By Tarun GeorgeWith over $300 million in revenue, and a presence in nine countries in Latin America and Europe, Neoris has made a name as one of the big players in homegrown Nearshore IT services. The company is also being eyed by larger sourcing firms especially from India, and many wonder if a deal may be on the way.
In Part 1 of this special interview with Nearshore Americas, we asked CEO Claudio Muruzabal about his vision for the company this coming year, and whether the acquisition rumors and plans for a Neoris public offering are true. Read what he has to say below.
What do you see for the Nearshore outsourcing industry in 2011? Can Latin America compete with the Indian IT players, and what role is Neoris playing in that vision?
Muruzabal – What has happened in the last couple years is that the concept of nearshore services out of Latin America has been fully validated. Demand from the US has been growing significantly, more than for any other geography, and we’re very excited about the opportunity for the future. The LatAm market is robust and becoming more specialized and more sophisticated than it was even two or three years ago.
At Neoris we’ve taken the approach of making sure we play in the value added segments of the market. We target large global multinationals with a strong focus on SAP and IT support, and we’ve found that the talent pool available in Latin America in that space is attractive and competes very well with Indian talent. And in a few cases you’ll find that the Latin American culture and affinity to the US creates an environment of efficiency and innovation that completely differentiates the destination from other parts of the world.
Talking about Neoris in particular, can you give us an idea of who your main customers are? What is your typical client profile?
Muruzabal – The major share of our clients are large US-based multinationals that have invested significantly in IT and require both support for their infrastructure (typically SAP-centric infrastructure), and development of auxiliary applications that are client focused and not packaged solutions.
The way we approach the market is by having a combination of consulting capabilities onshore, with consulting and software development nearshore. We don’t follow the usual model of having a sales organization in the US and a delivery organization in the nearshore. I’m convinced that the best direction is to have a consulting delivery model – meaning that we have centers that can support clients from different geographies like Latin America and Eastern Europe.
Are those customers growing strongly, or they seeing increasing pricing pressure in the Nearshore market?
Muruzabal – The recent changes in the economy have definitely grown the appetite to look for lower cost application support and software development, and the nearshore has been a winner in that.

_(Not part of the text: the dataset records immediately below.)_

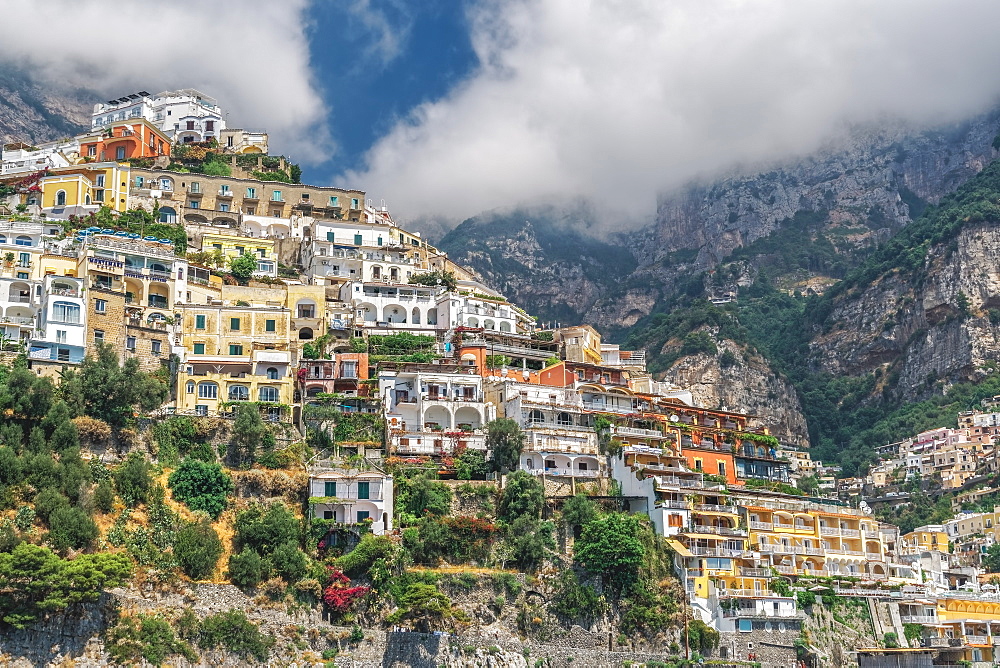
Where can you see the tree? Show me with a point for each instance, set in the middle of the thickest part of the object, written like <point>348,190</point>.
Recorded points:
<point>71,527</point>
<point>197,549</point>
<point>523,495</point>
<point>243,267</point>
<point>422,495</point>
<point>133,479</point>
<point>578,511</point>
<point>111,391</point>
<point>471,465</point>
<point>610,547</point>
<point>505,440</point>
<point>266,531</point>
<point>201,486</point>
<point>249,431</point>
<point>35,581</point>
<point>247,569</point>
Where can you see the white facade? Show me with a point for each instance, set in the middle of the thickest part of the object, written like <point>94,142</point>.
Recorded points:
<point>353,497</point>
<point>431,413</point>
<point>185,115</point>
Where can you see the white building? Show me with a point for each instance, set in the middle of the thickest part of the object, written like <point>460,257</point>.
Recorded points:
<point>431,411</point>
<point>353,497</point>
<point>185,115</point>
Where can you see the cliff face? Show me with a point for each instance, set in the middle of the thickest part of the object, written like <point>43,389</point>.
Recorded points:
<point>935,327</point>
<point>33,113</point>
<point>886,173</point>
<point>747,385</point>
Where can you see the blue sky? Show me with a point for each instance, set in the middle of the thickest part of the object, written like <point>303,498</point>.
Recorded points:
<point>372,67</point>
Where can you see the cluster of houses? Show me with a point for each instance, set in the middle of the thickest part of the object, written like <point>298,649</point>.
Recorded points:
<point>335,273</point>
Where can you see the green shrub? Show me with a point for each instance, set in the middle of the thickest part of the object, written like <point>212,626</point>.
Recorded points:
<point>197,549</point>
<point>201,486</point>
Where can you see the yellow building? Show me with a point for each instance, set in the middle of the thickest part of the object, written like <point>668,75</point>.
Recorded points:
<point>928,538</point>
<point>81,189</point>
<point>233,245</point>
<point>237,349</point>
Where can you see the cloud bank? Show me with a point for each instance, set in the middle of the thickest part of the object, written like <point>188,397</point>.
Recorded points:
<point>618,100</point>
<point>251,55</point>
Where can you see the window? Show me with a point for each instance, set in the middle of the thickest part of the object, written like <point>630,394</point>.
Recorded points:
<point>66,312</point>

For about a year we’ve been entertaining clients that have an India + 1 strategy, but more and more we’re seeing cases where it’s an Indian replacement they’re looking for, not a complement.
From our own client base we haven’t seen much decrease in volume, but the opportunity for us is to grow our share within existing clients. It’s not very difficult to do because in the high end value added segments of the market, the price-performance ratio of the nearshore is still very attractive compared to other locations.
Neoris is seen as a top acquisition target for many larger global outsourcers. Why have you consistently resisted those kinds of opportunities? Are there any offers on the table that you’re considering in the coming year?
Muruzabal – Our shareholders are happy with the performance of our company and the success we’ve had over the last few years, and they’re committed to supporting our growth and development into a larger player. At this time we’re completely focused on growing the business and making sure we’re a long term partner for clients. That’s important because we only work with a very limited number of clients on a global basis – so we can ensure that those clients have the appropriate management visibility and the support required to execute projects that in most cases are mission-critical. So no, there’s nothing on the table in the coming year in terms of acquisitions.
Nearshore Americas has heard rumors of potential plans for Neoris to go public in the next few years. Is there any truth to that?
Muruzabal – Well we actually have the resources that we need for building our business at the moment, and our continued maturity in this space is really all we’re focusing on for now. An IPO or any other change to our shareholder structure is something that is in our greater scheme for much later in the future. But at this point there are no plans to change that.